Most immediately impactful was the “participatory installation” Captured (Hanna Haaslahti, Finland / Germany), in which visitors’ faces were scanned and then mapped onto the virtual bodies of a crowd carrying out an endless generative cycle of mob-like behavior. Haaslahti’s large-screen installation was craftily located at the entrance of the exhibition, and so formed a recurrent and unavoidable element of the exhibition experience: over an hour after I tried it out, my virtual double was still getting trampled by a crowd of other gallery visitors.
Sometimes, however, rather than providing a foretaste of the future, the exhibition felt more like a flashback to the pre-pandemic past. Time and again, it reminded me of the sensory overstimulation of previous visits to festival-based interactive exhibitions (the multiplicity of screens, the mixing of sounds, the tangle of movement), as well as the sheer Panopticism of it all. In one installation, as I flapped my arms around in the hope of triggering some interaction, not quite knowing what I should be doing, I pictured my ignorance displayed in real-time to passers-by on a nearby screen.
Visiting an immersive exhibition in which none of the works were available to experience online similarly felt like a partial return to the pre-pandemic past. CPH:DOX INTER:ACTIVE had a remarkable online program last year built around ‘live documentary’, which brilliantly showcased the potential of livestreaming as a filmmaking tool: it touched on possibilities that may still take years to work through. So it’s completely understandable that this year Atkin’s curation should celebrate the kinds of in-person experiences that were for so long unavailable. But the absence of an online immersive program was also slightly surprising, both in the context of other festivals’ recent immersive offerings (for example, IDFA, Sundance, and SXSW), and of the strong accessibility ethos at CPH:DOX. Hundreds of thousands of viewers across Denmark watched the festival’s film program. But how many people not already connected to the festival would dare to walk through the courtyards of this baroque gallery, up four flights of stairs, and through the clusters of industry power brokers, to try out this exhibition?

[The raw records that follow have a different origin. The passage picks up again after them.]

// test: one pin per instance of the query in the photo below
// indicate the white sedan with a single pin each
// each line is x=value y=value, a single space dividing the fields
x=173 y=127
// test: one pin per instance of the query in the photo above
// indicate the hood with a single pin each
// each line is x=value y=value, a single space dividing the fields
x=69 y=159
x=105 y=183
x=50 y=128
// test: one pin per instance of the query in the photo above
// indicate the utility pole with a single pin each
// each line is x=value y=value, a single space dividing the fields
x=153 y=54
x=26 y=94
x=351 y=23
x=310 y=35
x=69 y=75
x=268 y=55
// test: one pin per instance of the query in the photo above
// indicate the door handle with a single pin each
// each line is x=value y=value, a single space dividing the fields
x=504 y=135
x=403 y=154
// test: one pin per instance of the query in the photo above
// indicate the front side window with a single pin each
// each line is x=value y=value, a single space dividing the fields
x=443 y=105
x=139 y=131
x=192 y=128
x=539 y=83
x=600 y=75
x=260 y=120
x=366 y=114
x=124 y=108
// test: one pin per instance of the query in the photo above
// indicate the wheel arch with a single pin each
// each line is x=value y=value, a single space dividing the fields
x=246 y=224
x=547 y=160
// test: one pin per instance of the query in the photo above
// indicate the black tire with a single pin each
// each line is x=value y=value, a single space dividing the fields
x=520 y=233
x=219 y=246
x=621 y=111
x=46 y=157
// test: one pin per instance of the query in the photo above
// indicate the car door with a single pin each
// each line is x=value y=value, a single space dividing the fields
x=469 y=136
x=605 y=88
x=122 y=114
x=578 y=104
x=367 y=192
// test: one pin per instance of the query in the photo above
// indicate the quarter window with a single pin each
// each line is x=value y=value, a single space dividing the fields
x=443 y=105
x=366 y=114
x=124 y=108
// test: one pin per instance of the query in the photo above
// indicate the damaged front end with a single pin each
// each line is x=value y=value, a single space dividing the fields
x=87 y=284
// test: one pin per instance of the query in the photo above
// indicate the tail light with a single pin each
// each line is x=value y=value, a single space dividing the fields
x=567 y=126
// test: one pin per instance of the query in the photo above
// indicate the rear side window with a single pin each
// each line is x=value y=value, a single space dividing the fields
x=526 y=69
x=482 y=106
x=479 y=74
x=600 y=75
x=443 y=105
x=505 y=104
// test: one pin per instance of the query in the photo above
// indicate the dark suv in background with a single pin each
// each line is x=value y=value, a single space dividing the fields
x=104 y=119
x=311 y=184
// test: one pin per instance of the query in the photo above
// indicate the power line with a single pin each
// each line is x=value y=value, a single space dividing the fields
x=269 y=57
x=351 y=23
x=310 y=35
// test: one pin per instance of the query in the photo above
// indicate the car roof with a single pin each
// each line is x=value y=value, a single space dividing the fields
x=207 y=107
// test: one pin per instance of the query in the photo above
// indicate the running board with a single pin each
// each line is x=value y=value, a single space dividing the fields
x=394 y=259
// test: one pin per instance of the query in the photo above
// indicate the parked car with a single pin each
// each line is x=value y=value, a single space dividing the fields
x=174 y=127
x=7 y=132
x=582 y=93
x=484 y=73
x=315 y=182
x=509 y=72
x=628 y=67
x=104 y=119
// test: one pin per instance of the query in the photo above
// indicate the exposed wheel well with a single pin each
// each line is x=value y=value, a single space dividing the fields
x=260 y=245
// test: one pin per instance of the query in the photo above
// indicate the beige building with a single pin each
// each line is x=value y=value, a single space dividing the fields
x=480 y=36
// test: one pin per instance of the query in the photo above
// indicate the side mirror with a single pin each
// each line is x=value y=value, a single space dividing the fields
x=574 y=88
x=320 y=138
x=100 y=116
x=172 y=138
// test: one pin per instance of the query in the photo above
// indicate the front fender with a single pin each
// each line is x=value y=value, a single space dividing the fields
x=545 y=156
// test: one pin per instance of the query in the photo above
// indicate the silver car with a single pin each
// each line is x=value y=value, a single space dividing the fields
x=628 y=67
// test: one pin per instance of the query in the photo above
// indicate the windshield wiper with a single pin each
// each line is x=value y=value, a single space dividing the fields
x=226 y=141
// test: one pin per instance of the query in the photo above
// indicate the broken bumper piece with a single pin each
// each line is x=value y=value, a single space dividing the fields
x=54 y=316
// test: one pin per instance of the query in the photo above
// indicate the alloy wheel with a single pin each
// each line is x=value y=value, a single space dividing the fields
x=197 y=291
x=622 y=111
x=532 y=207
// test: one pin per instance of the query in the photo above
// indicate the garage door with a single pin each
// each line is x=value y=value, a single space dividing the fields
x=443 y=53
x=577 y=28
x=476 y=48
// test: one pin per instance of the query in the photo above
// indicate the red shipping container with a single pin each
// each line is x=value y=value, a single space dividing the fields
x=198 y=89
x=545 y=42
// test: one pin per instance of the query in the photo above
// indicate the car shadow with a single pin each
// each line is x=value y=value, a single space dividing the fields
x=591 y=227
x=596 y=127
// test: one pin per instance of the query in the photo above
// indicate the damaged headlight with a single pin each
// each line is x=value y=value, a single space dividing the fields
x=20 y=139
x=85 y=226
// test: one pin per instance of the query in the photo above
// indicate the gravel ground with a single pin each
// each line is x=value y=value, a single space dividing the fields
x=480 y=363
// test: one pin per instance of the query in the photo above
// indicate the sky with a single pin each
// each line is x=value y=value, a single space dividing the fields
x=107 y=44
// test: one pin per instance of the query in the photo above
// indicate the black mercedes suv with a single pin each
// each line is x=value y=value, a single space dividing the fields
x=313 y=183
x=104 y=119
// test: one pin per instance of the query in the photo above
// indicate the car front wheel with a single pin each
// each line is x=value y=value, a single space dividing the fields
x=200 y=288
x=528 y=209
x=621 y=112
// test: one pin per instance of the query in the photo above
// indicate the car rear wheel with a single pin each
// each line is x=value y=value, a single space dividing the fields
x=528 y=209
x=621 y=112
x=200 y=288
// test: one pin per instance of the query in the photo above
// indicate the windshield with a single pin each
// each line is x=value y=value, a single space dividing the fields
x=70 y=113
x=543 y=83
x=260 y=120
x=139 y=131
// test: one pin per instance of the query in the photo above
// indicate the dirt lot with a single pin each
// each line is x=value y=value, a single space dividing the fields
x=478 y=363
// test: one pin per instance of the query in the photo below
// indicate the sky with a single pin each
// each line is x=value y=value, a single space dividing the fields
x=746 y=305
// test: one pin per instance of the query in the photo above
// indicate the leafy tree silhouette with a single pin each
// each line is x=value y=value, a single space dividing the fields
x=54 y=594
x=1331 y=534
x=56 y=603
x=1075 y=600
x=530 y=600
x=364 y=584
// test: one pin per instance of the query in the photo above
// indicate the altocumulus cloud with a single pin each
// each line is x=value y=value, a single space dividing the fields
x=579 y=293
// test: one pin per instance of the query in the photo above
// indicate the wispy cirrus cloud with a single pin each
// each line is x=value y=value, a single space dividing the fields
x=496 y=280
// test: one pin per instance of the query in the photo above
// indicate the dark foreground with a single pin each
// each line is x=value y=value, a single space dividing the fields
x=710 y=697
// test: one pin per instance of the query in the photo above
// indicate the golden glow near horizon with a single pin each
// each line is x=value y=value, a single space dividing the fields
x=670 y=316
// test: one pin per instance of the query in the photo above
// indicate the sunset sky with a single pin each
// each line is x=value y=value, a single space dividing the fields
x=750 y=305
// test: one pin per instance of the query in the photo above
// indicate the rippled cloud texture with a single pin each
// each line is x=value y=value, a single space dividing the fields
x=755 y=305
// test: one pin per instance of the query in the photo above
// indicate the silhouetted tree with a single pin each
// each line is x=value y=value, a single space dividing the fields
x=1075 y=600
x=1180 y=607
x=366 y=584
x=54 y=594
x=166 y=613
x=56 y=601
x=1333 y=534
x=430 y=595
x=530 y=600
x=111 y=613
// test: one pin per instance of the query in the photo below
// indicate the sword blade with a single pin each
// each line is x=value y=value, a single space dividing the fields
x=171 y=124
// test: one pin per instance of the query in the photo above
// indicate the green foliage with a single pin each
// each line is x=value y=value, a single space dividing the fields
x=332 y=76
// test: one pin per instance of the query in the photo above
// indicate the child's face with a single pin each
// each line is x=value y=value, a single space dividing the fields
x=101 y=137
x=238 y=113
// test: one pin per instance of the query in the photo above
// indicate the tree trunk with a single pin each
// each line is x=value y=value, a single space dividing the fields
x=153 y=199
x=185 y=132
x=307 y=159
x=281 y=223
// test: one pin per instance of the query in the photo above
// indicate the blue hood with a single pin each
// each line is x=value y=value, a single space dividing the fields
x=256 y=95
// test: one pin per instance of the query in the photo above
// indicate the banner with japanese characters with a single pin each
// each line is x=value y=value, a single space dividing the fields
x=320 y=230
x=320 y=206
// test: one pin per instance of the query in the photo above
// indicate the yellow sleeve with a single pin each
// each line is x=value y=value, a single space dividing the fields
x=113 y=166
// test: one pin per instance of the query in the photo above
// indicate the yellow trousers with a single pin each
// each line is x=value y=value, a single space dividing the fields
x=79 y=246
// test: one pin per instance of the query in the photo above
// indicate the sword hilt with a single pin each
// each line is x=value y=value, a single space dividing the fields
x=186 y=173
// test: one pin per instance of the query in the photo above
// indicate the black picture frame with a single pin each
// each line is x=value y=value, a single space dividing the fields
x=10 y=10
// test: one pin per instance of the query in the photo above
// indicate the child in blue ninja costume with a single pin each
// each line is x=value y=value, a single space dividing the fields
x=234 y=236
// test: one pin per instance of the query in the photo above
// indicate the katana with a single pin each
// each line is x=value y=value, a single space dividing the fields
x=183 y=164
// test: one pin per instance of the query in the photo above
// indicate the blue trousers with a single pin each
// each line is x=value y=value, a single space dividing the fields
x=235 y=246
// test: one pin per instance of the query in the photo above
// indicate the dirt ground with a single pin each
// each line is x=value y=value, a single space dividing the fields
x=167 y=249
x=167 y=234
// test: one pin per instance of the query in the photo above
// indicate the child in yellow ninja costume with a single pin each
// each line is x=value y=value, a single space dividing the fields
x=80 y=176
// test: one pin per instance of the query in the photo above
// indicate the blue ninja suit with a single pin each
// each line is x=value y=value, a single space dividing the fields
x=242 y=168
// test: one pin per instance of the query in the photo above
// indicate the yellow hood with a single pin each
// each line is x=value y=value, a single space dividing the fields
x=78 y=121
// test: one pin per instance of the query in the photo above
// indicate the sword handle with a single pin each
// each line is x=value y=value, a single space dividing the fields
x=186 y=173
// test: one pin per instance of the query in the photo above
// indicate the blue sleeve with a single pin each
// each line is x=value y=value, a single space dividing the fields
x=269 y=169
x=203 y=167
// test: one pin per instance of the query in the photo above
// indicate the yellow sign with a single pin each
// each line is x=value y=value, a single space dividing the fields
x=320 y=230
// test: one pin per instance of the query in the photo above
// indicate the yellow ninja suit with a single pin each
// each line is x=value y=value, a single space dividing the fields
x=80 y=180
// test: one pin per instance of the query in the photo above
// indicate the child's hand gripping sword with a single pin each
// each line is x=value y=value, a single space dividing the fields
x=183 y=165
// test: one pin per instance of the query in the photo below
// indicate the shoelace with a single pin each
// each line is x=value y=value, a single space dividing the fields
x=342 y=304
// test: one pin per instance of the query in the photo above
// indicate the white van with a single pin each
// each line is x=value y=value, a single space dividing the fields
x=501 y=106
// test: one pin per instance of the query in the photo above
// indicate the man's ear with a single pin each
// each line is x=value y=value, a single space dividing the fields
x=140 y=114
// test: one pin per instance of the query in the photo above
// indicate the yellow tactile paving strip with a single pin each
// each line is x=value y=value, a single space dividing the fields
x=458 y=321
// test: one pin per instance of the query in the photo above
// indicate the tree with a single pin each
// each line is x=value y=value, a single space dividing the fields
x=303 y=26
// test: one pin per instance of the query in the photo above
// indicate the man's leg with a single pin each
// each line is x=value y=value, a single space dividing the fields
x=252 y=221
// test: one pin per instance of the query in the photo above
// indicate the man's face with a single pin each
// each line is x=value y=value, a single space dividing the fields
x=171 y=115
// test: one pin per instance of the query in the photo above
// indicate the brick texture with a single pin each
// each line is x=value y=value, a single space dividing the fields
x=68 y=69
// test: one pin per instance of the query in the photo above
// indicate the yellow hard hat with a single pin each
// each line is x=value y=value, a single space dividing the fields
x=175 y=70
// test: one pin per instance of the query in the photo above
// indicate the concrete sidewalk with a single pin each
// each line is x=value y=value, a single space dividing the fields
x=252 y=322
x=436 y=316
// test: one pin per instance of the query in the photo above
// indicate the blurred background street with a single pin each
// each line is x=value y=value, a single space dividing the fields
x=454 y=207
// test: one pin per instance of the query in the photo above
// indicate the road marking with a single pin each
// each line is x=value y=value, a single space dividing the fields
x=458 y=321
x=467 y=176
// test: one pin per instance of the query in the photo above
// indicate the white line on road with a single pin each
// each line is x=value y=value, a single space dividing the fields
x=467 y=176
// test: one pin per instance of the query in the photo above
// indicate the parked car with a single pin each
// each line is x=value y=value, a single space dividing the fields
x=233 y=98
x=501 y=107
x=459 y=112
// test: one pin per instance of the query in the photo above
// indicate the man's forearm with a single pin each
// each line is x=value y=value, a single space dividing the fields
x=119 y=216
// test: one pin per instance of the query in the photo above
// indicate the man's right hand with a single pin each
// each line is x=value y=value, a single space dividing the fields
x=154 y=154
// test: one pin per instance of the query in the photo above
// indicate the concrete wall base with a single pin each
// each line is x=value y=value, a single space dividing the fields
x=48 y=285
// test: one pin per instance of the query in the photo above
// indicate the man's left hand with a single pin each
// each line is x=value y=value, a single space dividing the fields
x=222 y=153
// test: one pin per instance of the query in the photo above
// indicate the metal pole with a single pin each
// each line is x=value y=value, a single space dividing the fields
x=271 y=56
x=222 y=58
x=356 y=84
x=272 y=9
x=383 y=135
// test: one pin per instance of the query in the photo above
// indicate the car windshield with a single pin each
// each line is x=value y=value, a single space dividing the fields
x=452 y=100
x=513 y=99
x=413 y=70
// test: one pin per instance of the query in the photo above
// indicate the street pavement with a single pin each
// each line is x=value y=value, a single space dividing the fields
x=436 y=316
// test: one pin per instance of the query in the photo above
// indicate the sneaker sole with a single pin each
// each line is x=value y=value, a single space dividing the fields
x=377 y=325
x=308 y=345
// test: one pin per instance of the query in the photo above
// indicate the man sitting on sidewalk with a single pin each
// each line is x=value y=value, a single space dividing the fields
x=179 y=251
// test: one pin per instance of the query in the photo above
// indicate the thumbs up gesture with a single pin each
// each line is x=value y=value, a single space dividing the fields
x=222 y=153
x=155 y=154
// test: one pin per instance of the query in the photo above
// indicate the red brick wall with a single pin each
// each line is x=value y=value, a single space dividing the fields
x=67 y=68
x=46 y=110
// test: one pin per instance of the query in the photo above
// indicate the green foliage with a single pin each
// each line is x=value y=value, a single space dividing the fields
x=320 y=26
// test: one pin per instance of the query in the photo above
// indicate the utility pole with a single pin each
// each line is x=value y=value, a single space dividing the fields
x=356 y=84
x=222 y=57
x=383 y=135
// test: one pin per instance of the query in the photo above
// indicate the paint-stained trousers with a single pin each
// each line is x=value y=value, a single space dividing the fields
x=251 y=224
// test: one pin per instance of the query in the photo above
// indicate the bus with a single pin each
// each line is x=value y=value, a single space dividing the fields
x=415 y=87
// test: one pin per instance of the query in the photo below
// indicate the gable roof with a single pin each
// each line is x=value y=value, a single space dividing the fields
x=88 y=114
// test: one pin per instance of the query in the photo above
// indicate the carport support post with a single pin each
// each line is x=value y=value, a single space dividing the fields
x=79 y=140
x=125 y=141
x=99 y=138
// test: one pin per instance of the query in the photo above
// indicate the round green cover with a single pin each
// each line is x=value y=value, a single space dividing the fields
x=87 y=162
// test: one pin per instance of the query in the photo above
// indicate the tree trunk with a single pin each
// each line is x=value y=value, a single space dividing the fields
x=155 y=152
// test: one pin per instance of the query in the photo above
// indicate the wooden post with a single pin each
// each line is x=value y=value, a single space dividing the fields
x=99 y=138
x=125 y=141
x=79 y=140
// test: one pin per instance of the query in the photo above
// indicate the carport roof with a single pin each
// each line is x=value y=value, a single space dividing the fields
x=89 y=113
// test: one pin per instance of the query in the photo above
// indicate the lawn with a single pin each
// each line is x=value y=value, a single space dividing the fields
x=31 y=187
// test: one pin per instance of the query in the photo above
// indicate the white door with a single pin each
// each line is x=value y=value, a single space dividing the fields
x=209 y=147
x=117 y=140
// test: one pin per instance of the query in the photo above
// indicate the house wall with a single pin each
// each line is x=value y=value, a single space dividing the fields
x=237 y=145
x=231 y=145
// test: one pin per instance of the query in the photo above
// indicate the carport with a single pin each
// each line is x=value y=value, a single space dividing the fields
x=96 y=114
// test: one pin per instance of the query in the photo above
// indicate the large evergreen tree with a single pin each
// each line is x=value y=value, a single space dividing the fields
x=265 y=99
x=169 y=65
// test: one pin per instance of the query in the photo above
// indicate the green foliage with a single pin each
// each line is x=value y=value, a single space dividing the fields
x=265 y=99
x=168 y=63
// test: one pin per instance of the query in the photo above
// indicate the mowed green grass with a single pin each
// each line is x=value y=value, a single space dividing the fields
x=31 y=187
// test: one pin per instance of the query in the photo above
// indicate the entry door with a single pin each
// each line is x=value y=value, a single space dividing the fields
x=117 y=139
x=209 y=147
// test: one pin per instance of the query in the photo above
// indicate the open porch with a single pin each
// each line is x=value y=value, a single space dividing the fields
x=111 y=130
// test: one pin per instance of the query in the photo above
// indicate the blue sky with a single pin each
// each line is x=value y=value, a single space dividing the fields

One lesson from the last two years is that hybridity transcends residual binaries. Art can be physical, digital, or both together; it can be created and experienced in public and in private — inside, outside, and online. There is no zero sum game here: each is just an extra route to connecting with users. However, it often feels that the creative XR industry still in some ways suffers from teenage identity anxieties. Is it art, or is it tech? Is it in-person or online? Is it good at telling stories, or creating experiences? After two days immersed in the CPH:DOX INTER:ACTIVE program, I wonder whether “the future of the XR industry” is not one future but a multiplicity of futures. And whether, rather than being a weakness, XR’s fluid identity and inherent hybridity could in fact become a unique strength.